The History of the Alphabets — The Latin Alphabet

Evidently, the “Russian” languages, Greek and Hebrew have a different alphabet from the Latin-based languages! Let’s have a brief look at the various alphabets…

In case you’re wondering where the word “alphabet” comes from: the Latin alphabet was invented by the Semitic countries to the East of the Mediterranean Sea. The Greeks adopted and adapted this alphabet; the Etruscans and Romans of Latium later did the same. The Latin letter A is derived from the Egyptian symbol for “ox head”; the Phoenicians turned that symbol into “alef”, the Semitic word for “ox head”. The symbol was rotated by 90° to become “alfa” in Greek. “Beta”, derived from the Semitic word “beth” (house) is the second letter of the Greek alphabet. In other words: the Latin, Greek and Hebrew alphabets are more related than you might think…!)

The Latin Alphabet

The earliest known inscriptions in the Latin alphabet date from the 6th century BC. The Romans used just 23 letters — not 26! — to write Latin; that’s after they added the Greek letters “Y” and “Z” to the alphabet they inherited from the Etruscans. There were no lowercase letters.

For phonetic reasons, the symbols “J”, “U” and “W” were added to our alphabet during the Middle Ages. The Latin language used an “I” symbol where we use a “J”, a “V” symbol where we use a “U”. “The “w” consonant did not exist in Latin. Think of the famous text “SENATVS POPVLVSQVE ROMANVS…” (“The senate and people of Rome…”) as you for instance find it on the base of Arch of Titus, constructed in 82 AD to celebrate the victories of emperor Titus.

To add the new symbols, the shape of the “U” character was based upon the “N” symbol, the shape of the “W” character was based upon two joined “V” symbols. (The English language calls this symbol a “double u” to this day!)

Ironically, inscriptions of the Romans on, say, stone monuments (“capitalis monumentalis”) are more readable than manuscripts from the Middle Ages and documents from the 19th century!

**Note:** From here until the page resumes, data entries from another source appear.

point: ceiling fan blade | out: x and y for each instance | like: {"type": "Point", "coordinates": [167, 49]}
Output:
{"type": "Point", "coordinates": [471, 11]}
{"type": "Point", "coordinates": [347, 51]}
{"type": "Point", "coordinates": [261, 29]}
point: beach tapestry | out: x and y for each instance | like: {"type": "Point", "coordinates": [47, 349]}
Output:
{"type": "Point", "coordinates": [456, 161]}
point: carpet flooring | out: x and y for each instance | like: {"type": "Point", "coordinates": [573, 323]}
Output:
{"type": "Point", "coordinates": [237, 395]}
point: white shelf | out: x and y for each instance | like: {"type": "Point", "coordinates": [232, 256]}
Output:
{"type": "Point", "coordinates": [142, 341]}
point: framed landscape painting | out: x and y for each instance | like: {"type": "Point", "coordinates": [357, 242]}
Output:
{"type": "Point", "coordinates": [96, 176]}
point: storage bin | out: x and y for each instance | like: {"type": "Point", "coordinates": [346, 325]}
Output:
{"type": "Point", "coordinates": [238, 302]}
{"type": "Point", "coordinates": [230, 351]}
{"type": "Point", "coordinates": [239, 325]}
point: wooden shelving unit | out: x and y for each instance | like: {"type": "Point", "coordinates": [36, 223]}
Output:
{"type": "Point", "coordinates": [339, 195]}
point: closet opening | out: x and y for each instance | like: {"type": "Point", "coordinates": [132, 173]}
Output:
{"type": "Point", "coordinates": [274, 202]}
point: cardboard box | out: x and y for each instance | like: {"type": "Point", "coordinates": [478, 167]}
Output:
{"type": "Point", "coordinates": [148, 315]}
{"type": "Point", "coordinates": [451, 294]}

The examples below illustrate the Trajan script, so-called because it was found on the base of Trajan’s Column, constructed in the year 114 AD to celebrate emperor Trajan’s victory over the Dacians.

Because of its regular, “geometric” character and its simple but impressive elegance, these serif letters on the base of the column (now called Trajan) unarguably became the most infuential version of ancient Latin script. Suffice it to say that the uppercase characters of the Latin alphabet as we now know it to be used by most languages are simply based upon it!

Notice how this Roman inscriptional lettering carved in stone already has beautiful serif: it’s fair to say the old Romans invented serif…

An eminently recognizable and perfectly legible typeface, isn’t it? The “tail” on the letter “Q” is a dead giveaway. Not to mention that its clarity has never been improved upon!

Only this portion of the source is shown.